PPF Saving Tips: If you seriously invest in this scheme, you can save Rs 1 crore for yourself. The government gives an annual interest of 7.1 percent on the amount invested in PPF. You cannot withdraw the investment amount from this scheme for the first five years.
PPF Saving Tips: Public Provident Fund (PPF) is a long term investment scheme. By investing in this scheme, you can deposit a huge fund for your future. If you seriously invest in this scheme, then you can deposit Rs 1 crore for yourself. The government gives an annual interest of 7.1 percent on the amount invested in PPF. Apart from this, taxpayers also get the benefit of income tax deduction. Let us know how much money you have to invest in this scheme to deposit Rs 1 crore.

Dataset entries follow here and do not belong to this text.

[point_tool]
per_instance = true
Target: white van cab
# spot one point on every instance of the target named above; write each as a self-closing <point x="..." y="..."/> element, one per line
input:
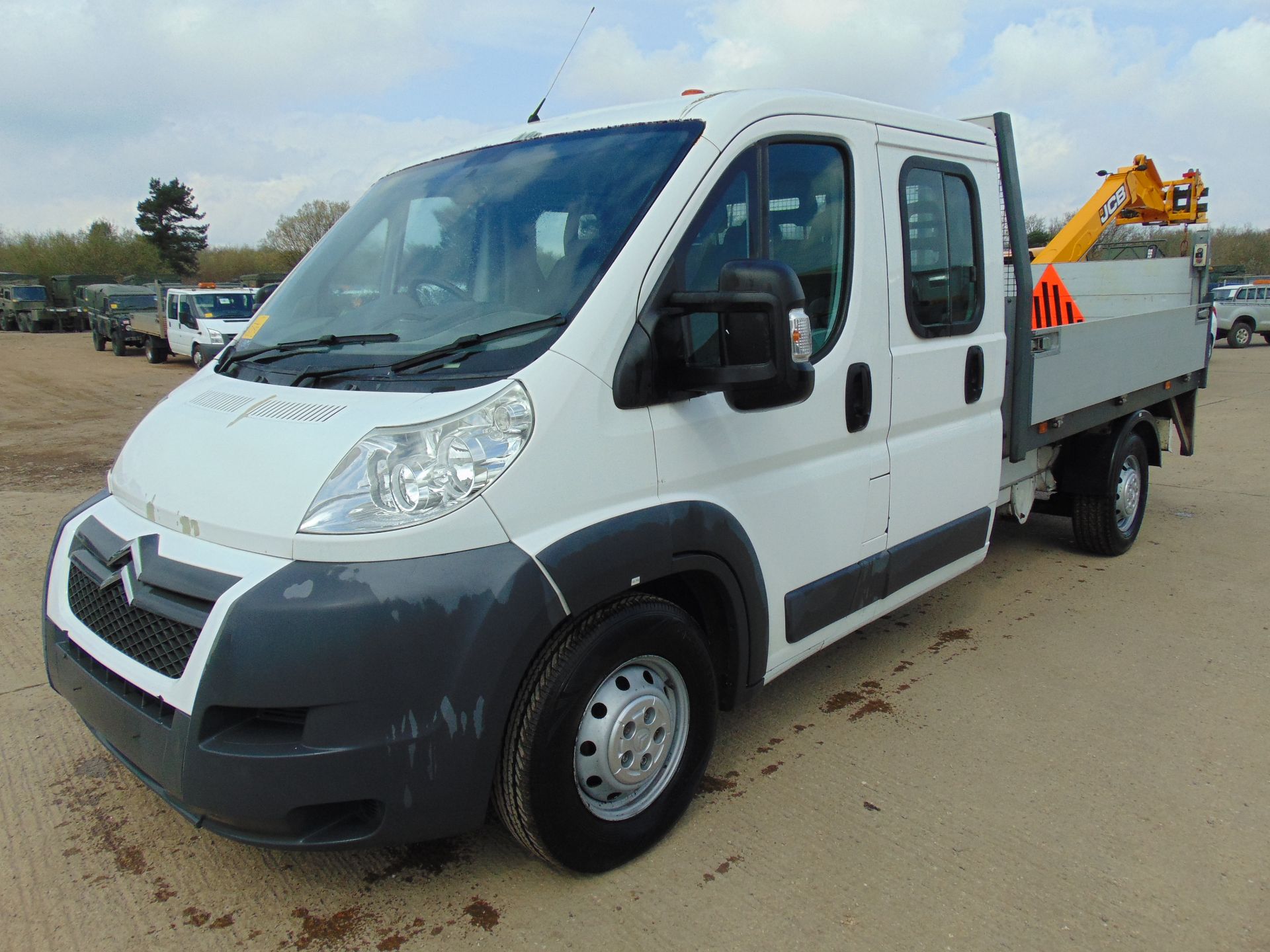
<point x="556" y="446"/>
<point x="202" y="321"/>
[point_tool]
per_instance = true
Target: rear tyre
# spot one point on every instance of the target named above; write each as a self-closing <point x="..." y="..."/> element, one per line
<point x="609" y="736"/>
<point x="1109" y="524"/>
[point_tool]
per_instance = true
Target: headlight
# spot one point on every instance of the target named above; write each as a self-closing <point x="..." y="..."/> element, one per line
<point x="408" y="475"/>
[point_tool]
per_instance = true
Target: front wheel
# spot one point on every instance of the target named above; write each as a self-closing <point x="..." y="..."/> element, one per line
<point x="1240" y="335"/>
<point x="610" y="735"/>
<point x="1109" y="524"/>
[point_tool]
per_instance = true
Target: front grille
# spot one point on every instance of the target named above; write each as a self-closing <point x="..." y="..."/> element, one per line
<point x="158" y="643"/>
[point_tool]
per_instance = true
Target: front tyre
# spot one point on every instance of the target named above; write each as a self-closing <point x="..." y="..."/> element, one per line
<point x="1109" y="524"/>
<point x="610" y="735"/>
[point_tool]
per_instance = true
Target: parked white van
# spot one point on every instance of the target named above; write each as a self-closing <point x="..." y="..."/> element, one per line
<point x="558" y="444"/>
<point x="1242" y="310"/>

How much will have to be invested
Suppose a person starts investing in a PPF account in the first week of April of any year. The amount invested is Rs 1.5 lakh. Every year he invests Rs 1.5 lakh. That is, he saves Rs 12,500 every month. The same amount is invested for the next 25 years without any break. The end result will definitely be as surprising for the PPF account holder as it will be pleasant.

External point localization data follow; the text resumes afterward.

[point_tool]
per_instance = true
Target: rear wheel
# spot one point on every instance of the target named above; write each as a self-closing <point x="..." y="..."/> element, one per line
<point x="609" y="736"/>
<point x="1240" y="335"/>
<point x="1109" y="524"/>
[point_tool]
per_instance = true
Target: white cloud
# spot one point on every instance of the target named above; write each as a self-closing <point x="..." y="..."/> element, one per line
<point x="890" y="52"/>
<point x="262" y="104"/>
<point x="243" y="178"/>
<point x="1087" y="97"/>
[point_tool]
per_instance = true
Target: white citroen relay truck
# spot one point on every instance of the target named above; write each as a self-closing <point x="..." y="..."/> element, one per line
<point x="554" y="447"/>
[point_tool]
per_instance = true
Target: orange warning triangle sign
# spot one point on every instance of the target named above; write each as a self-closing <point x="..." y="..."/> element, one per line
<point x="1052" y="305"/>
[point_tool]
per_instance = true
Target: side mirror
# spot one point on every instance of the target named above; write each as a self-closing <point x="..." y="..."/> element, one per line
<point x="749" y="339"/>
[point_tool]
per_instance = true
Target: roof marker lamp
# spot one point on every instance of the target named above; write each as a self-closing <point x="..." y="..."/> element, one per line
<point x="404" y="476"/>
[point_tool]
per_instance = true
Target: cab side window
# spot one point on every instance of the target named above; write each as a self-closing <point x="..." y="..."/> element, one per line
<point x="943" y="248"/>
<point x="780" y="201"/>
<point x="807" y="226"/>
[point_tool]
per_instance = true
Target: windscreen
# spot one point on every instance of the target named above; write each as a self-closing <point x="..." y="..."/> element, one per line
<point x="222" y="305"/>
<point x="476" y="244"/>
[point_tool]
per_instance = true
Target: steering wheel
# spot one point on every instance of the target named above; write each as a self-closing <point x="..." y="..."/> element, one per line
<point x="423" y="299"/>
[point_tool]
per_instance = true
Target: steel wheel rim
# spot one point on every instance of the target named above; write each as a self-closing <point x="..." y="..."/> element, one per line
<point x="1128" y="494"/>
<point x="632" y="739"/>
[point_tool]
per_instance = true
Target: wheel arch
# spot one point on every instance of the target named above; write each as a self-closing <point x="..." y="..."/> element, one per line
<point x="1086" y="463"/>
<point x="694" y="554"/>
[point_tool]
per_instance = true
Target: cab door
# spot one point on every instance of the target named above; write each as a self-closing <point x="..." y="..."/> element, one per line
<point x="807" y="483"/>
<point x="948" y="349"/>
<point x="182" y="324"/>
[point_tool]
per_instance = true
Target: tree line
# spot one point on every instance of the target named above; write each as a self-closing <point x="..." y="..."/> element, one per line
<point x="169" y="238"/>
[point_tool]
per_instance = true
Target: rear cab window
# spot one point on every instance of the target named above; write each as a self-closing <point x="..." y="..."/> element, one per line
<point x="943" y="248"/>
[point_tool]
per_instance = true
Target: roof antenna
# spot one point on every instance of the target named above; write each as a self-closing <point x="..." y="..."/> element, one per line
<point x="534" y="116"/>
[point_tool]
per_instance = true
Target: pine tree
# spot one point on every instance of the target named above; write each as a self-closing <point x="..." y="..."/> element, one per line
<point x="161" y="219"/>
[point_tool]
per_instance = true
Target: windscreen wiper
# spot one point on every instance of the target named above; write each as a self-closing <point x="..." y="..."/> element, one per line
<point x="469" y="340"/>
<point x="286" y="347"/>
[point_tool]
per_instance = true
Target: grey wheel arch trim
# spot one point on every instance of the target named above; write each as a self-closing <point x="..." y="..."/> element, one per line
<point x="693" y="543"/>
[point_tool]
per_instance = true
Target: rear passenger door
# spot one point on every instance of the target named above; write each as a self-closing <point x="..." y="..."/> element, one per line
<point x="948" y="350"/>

However, remember that it is most important to maintain continuity of investment and there should not be any kind of withdrawal from the PPF account in between. Also remember that the initial tenure of a PPF account is 15 years and the account holder has to extend the tenure twice in blocks of 5 years each.

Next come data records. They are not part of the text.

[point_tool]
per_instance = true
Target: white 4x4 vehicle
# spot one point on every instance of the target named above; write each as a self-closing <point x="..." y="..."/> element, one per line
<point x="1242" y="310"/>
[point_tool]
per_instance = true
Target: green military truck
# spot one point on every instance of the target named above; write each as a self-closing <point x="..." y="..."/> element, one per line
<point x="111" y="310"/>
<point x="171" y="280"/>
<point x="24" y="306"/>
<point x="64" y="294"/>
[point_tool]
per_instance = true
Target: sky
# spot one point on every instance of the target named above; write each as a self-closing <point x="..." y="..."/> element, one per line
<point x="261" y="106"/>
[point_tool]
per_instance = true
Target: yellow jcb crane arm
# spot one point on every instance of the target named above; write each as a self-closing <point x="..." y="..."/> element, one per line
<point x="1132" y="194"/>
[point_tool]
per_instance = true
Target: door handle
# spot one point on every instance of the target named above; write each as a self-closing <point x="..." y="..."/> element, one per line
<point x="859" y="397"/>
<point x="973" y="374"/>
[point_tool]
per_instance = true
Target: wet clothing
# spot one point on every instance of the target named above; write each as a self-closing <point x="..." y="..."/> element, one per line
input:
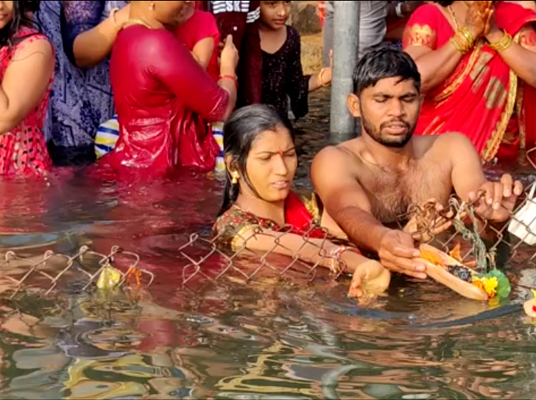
<point x="23" y="150"/>
<point x="241" y="20"/>
<point x="283" y="79"/>
<point x="200" y="26"/>
<point x="82" y="98"/>
<point x="302" y="214"/>
<point x="159" y="90"/>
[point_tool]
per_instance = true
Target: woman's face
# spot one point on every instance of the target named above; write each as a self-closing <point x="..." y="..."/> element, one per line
<point x="168" y="12"/>
<point x="6" y="13"/>
<point x="275" y="13"/>
<point x="271" y="165"/>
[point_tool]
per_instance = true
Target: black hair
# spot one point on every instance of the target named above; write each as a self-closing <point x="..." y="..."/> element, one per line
<point x="240" y="131"/>
<point x="381" y="62"/>
<point x="20" y="19"/>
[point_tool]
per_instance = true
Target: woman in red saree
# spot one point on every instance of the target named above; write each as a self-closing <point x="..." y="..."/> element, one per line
<point x="159" y="89"/>
<point x="261" y="161"/>
<point x="477" y="61"/>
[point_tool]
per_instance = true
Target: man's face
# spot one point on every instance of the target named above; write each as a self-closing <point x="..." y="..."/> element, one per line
<point x="389" y="111"/>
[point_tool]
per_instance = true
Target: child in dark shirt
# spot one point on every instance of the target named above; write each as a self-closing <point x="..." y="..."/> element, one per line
<point x="282" y="73"/>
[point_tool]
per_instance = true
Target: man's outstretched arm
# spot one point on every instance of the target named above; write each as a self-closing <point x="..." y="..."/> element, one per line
<point x="347" y="203"/>
<point x="468" y="179"/>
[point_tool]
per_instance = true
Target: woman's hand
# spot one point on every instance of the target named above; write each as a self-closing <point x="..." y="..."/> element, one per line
<point x="370" y="279"/>
<point x="493" y="33"/>
<point x="229" y="57"/>
<point x="477" y="18"/>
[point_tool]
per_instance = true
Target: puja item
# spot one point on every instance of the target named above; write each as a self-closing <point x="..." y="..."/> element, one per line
<point x="449" y="271"/>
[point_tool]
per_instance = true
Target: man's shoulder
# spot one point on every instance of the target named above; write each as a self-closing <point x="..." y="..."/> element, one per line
<point x="341" y="150"/>
<point x="446" y="142"/>
<point x="343" y="156"/>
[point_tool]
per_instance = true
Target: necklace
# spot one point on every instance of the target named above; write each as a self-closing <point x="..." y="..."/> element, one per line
<point x="139" y="21"/>
<point x="453" y="17"/>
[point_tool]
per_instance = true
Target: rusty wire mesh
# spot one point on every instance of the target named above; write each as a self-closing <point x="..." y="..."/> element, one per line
<point x="497" y="246"/>
<point x="261" y="262"/>
<point x="203" y="258"/>
<point x="501" y="247"/>
<point x="23" y="272"/>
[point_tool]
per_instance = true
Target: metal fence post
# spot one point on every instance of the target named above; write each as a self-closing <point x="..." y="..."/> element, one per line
<point x="345" y="53"/>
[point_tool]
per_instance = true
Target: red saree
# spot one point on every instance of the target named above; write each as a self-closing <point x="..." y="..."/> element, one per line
<point x="301" y="214"/>
<point x="159" y="90"/>
<point x="482" y="98"/>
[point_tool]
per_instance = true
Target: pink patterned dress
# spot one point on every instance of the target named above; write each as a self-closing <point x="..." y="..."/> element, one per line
<point x="23" y="150"/>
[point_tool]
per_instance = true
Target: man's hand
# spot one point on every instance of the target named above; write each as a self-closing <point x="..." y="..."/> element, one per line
<point x="397" y="251"/>
<point x="499" y="199"/>
<point x="369" y="279"/>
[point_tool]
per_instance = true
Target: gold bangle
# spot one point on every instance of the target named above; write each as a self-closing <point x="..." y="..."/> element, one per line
<point x="503" y="43"/>
<point x="461" y="43"/>
<point x="320" y="74"/>
<point x="112" y="16"/>
<point x="465" y="33"/>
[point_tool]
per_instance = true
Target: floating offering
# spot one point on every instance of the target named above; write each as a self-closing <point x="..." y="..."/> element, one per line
<point x="530" y="306"/>
<point x="109" y="278"/>
<point x="465" y="281"/>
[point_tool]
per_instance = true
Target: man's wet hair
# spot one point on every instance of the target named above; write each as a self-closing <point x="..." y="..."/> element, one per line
<point x="382" y="62"/>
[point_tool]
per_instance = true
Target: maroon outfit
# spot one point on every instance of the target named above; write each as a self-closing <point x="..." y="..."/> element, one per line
<point x="241" y="20"/>
<point x="158" y="89"/>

You will get one crore rupees
In 25 years, the PPF account holder will invest up to Rs 37,50,000. This is a huge amount in itself, but it is not enough to become a millionaire. However, if you calculate the interest rate of 7.1 percent on this amount over a period of 25 years, you get a fantastic amount of Rs 1,03, 08,015. This is possible due to the compound interest benefit that the PPF account holder gets.
Locking period
PPF has a locking period of five years. That is, for the first five years, you cannot withdraw the investment amount from this scheme. PPF falls under the EEE category, which ensures tax exemption on the investment and the income from its interest. Under Section 80C of the Income Tax Act, an investment of up to Rs 1.5 lakh annually is eligible for tax exemption.